I’ve been keen to test the all-new iPod Nano ever since I attend the open here in Mumbai and held one for the first time. Some of you may be conscious that I’m not chiefly fond of the iPod, but amazing about the newer crop, including the Touch, appeal to me. I still hate that most of the time I’m restricted to using iTunes, but yet I got my hands on the Nano. And let me inform you, I had quite a time!
I wholly love the new and improved design. It’s really slim with a great 2-inch, 320 x 240 pixel resolution display. Apple has made sure that it fits the profile of a ideal workout device, with dimensions of 2.75 x 2.06 x 0.26 inches and a weight of just 49.2 grams.
Even with Cover flow technology and new features and games, the product looks familiar. If you’ve seen one iPod before you’ve pretty much seen them all, eh? And so, the essential iPodness has been keep with the helm and the product comes to an end.
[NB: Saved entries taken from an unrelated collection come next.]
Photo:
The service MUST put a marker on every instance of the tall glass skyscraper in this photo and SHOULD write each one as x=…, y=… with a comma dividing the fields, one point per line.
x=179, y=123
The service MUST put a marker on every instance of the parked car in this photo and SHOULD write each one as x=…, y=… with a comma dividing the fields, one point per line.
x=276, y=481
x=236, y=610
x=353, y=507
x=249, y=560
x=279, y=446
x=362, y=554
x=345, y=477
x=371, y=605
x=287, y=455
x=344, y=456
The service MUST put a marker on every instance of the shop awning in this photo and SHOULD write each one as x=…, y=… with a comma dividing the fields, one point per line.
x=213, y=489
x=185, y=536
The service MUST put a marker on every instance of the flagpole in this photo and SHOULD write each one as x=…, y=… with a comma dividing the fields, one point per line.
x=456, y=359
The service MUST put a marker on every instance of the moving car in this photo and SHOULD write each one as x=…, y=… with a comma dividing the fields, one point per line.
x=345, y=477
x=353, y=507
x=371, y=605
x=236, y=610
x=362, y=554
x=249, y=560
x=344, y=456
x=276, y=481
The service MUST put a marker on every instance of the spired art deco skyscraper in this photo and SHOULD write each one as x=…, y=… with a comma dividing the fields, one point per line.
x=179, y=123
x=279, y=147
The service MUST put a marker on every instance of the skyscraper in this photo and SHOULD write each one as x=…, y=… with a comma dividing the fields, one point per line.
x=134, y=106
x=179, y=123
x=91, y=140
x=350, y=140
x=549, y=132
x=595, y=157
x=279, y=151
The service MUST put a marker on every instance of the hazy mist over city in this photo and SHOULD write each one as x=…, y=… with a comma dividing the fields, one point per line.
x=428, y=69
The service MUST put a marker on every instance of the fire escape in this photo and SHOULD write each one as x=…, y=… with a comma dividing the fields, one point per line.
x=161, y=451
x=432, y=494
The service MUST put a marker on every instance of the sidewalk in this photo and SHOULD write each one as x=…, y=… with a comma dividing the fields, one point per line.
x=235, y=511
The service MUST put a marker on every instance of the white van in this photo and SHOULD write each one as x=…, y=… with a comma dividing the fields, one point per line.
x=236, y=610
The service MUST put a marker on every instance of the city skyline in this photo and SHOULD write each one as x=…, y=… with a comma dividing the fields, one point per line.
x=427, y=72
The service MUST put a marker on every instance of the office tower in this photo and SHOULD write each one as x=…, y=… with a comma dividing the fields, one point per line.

The Hold switch is located at the bottom.
Features and Performance
Sometimes I wonder why manufacturers make audio devices with EQ presets that make negligible dissimilarity to the sound. Apple’s iPod doesn’t really need EQ presets. What I would have liked is a customizable option. Nevertheless the sound quality is enhanced than plain old ‘good’. It’s an iPod after all.